This Sea of Thieves Rip-Off Brings Me So Much Joy

Thief of Seas

Riding the hype wave to create your own, erm, “spin” on a hot property is nothing new in media. Terribad moviemakers The Asylum built their foundations on copying Hollywood movies on a shoestring budget with slightly different names to confuse your grandmother.

Movies like Transmorphers (Transformers), Almighty Thor (Thor), Alien vs. Hunter (AVP) and even Titanic 2 could never be called classics, but just in the same way that The Room has a devoted following despite by all accounts being an incomprehensible mess, The Asylum’s output has its own fair share of devotees.

Sadly, there’s nothing that falls under the same bracket of so-bad-it’s-good in terms of video games. Until now.

With the Xbox One’s much-anticipated Sea of Thieves out next month, one developer has taken it upon themselves to deliver their alternative vision for the impatient. Thief of Seas, despite the name, unfortunately doesn’t feature a cloaked man trying to stuff the Atlantic into his backpocket, but instead revolves around a pirate’s attempts to save a princess from ghosts. I have to let you know right now that these are some powerful ghosts.

Thief of Seas
Ha Ha Ha !!! Fear Me ! I’m a Skeleton , the strongest one ever !

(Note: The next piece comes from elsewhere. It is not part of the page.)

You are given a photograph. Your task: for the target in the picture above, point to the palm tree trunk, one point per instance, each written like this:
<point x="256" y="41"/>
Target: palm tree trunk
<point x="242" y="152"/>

Once the princess has disappeared, it’s up to our crudely animated pirate to save her with absolutely no direction whatsoever. And so began my twenty minute quest across Thief of Seas’ lifeless, humdrum world to find her with the occasional dialogue hint and, I guess what you could call fights? Combat is as simple as holding down X; it may look like you’re blocking, but apparently not. The skeletons you come up against have this wonderful habit of running around in circles and not doing anything, just like me in my early twenties.

Not sure either.

Finding the princess involves your wide-gaited friend randomly strolling around and unconvincingly swimming to new islands, that is unless he gets stuck on the scenery and you have to reset yourself right back to the starting area. In an interesting twist, there is no pause menu — it’s just a list of the controls. I don’t know why you would even want to pause such a high-octane ride, though.

Thief of Seas

For an unknown reason, coins are dotted around Thief of Seas’ tiny map — I do not know or want to know what happens once you get them all. I love a backflipping, karate kicking pirate as much as the next guy, but the pirate’s mission is to important to waste on such trivial pursuits.

No Unity game works flawlessly on console, and Thief of Seas is no different. Our unnamed pirate boi loves to get stuck on random objects while the framerate threatens to collapse in on itself. Other choice highlights include randomly trying to climb along thin air and swimming along as if you’re just sort of gliding through water.

Thief of Seas

Eventually, you reach the castle where you are told the princess should be, but in a shocking twist, she is not. Instead, your task is to morph into a pirate ship and start blowing up other ships while Amazing Grace on bagpipes starts playing. Once you have wept your way through such a soaring rendition of royalty-free emotion, the princess is saved and then that’s that. You continue to float along at sea with nothing left to do but be alone with your thoughts. The thoughts that keep you awake, those that taunt you, make you doubt yourself, the ones that threaten to make you en–

Thief of Seas

After I had reached the zenith that Thief of Seas offered, I decided to find out more about Archor Games, who also go by Echs Bachs because Xbox. Once their flat HTML site loaded, my suspicions that they were the gaming equivalent of The Asylum were solidified. Just some of their hits include Granny Theft Auto, Legend of Melba and The Simps, which is absolutely my favourite. No matter what you think of their games, they’ve made a career out of basically shitposting — you have to respect that.

I picked up Thief of Seas for just 19p from the Xbox Store, tucked away in one of the deals. That works out at roughly 1p per minute of entertainment. Unless you can find nineteen penny sweets and then make your own demented claymation-esque version of Sea of Thieves, I don’t think you will find better value for money.